CHAPITRE 2

4 0 0
                                    

- CHAPITRE 2 -

CQFD

Mes copains... nous ne sommes plus dans la même classe, puisque je dois redoubler ma première, après avoir loupé la première partie du bac en juin dernier. Je suis trop nul en maths et en physique-chimie ce qui, en section Moderne, ne pardonne pas. J'aurais dû faire Classique, mais comme j'avais lâché le latin en quatrième, ça ne collait pas. Et puis je voulais rester avec mes copains, justement, qui avaient tous choisi la filière Moderne. Ils ont passé leur bac, eux, et ils sont en terminale, en Math Élem ou en Sciences Ex, dans le même bahut. Moi je suis toujours coincé en 1ère M, mais l'an prochain je ferai Philo, c'est certain, enfin si j'ai mon bac cette fois-ci. Ils l'appellent examen probatoire, maintenant, mais c'est la même chose.

Bien sûr, je me suis fait quelques nouveaux amis depuis la rentrée scolaire, ceux qui étaient en seconde l'an dernier et qui ont rejoint notre petit noyau de redoublants, mais ce n'est pas vraiment la même chose : mes potes, jusqu'à présent, c'étaient ceux que je côtoyais depuis la neuvième, avec monsieur Leroux qui fut notre instituteur pendant trois ans, jusqu'à la septième et l'examen d'entrée en sixième. Mais nous nous voyons pendant les récrés, et puis au Domaine, aussi. Avant, il y avait également les deux trajets quotidiens en car, mais depuis que j'ai ma mob, je l'utilise pour aller au bahut. J'ai eu un Solex pendant deux ans, mais c'était vraiment pénible pour monter les côtes, que ce soit celle pour aller jusqu'au lycée, ou bien celle pour rentrer à la maison, avec passage obligé dans un sens comme dans l'autre le long de la Seine.

Quand on s'est revus, le lendemain, après le déjeuner, Jean-Jacques n'a pas manqué de me demander de quoi j'avais parlé, avec Marchal. J'ai bien vu qu'il était aussi excité que moi quand je lui ai raconté ; j'avais rajouté quelques détails de mon cru sur le trésor secret des SS pour faire bonne mesure, mais il n'avait même pas besoin de ça, l'attrait du monde souterrain lui suffisait.

Eh bien nous en avons été pour nos frais : il nous a fallu, l'un comme l'autre, patienter jusqu'à la semaine suivante pour avoir l'occasion d'approcher de nouveau la porte de l'antre de Von Rundstedt. Je crois que je n'avais jamais attendu avec autant d'impatience un cours d'éducation physique que celui de ce lundi 17 septembre.

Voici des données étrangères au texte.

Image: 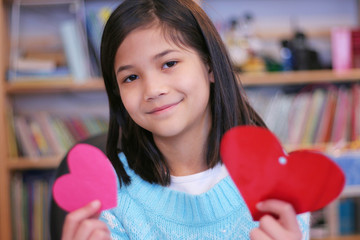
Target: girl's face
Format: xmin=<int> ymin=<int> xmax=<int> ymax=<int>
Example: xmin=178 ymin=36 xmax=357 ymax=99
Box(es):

Il faut dire que j'ai toujours été la tête de Turc des profs de gym, qui se défoulent de leur frustration d'être des enseignants de seconde zone, dédaignés par leurs collègues licenciés ou agrégés, sur les quelques infortunés qui, comme moi, n'ont jamais été capables de grimper le long d'une corde, fût-elle à nœuds, se prennent les pieds dans l'élastique du saut en hauteur, et s'écroulent, pantelants, dès le deuxième tour de piste.

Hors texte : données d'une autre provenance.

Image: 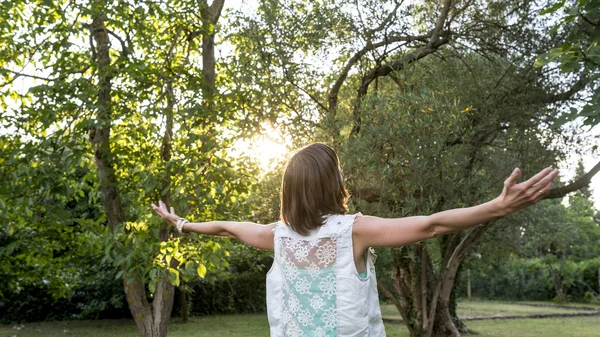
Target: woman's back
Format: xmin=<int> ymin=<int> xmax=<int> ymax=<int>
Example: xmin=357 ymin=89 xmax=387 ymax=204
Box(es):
xmin=267 ymin=215 xmax=385 ymax=337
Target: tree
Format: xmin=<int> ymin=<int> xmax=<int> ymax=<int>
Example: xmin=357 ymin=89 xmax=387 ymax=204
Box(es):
xmin=0 ymin=0 xmax=264 ymax=336
xmin=536 ymin=0 xmax=600 ymax=125
xmin=227 ymin=0 xmax=600 ymax=336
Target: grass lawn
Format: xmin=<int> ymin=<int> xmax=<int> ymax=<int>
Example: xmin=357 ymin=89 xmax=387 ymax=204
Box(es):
xmin=0 ymin=302 xmax=600 ymax=337
xmin=381 ymin=301 xmax=600 ymax=318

La porte avait été murée, comme Hébert l'avait prédit. Par de bons gros parpaings, bien laids et bien solides, des joints desquels le ciment dégoulinait encore. Ils ne s'étaient pas donné la peine de bloquer la meurtrière, seul un petit de sixième aurait pu s'y glisser, et ça nous aurait avancé à quoi ? J'en informai Jean-Jacques à la première occasion, c'est-à-dire après la cantine, dans la cour où on peut fumer. Lui n'est pas un fumeur de pipe, il préfère les Benson que son père lui ramène de Londres. Je fume aussi des clopes, mais je n'ai pas de marque préférée. J'avais même commencé une collection de boîtes de cigarettes, avec bien sûr les boîtiers métalliques rouge des Benson & Hedges en bonne place.

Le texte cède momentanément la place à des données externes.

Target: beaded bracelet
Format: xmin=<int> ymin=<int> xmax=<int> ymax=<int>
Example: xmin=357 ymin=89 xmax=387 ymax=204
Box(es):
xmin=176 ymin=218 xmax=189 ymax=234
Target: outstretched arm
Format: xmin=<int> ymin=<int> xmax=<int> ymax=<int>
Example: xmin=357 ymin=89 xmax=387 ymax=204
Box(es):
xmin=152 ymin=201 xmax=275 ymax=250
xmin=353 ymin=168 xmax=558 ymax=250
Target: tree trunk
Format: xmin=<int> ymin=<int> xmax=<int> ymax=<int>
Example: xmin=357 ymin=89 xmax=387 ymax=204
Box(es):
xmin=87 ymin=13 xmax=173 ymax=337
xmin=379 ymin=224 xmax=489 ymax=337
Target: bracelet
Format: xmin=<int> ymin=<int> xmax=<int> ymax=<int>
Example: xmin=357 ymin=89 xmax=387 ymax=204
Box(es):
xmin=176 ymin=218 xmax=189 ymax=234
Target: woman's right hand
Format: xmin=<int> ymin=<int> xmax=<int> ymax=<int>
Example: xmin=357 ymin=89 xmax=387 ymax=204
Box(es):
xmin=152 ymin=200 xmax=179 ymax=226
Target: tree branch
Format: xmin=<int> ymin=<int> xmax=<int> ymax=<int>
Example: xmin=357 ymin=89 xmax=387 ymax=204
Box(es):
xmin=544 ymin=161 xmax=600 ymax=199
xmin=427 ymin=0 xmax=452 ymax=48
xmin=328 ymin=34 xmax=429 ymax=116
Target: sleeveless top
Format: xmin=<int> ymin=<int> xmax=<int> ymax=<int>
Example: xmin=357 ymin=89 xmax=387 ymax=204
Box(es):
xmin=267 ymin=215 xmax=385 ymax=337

Quand j'étais plus jeune et que nous vivions encore à Paris, mes parents fumaient des Gauloises, maintenant ils se sont mis aux Disque Bleu, mais je n'aime pas non plus, elles sentent mauvais et elles piquent la gorge. Mon grand-père maternel (l'autre est mort), il fume des cigares Voltigeur et des Boyard Maïs. Celles-là, elles sont vraiment infectes, j'ai essayé. Et ma grand-mère, des espèces de cigarettes colorées avec des filtres dorés, elles viennent de Turquie ou d'Egypte, je crois. Mais pas beaucoup, une cigarette après le déjeuner du dimanche, ou quand on sort tous ensemble au restaurant, pendant les vacances. Ma sœur ne fume pas, elle est trop petite. J'ai oublié ma grand-mère paternelle, que je n'ai jamais vu fumer. Mon père m'a dit qu'elle fumait la pipe, parfois, pour faire genre, après la guerre de Quatorze.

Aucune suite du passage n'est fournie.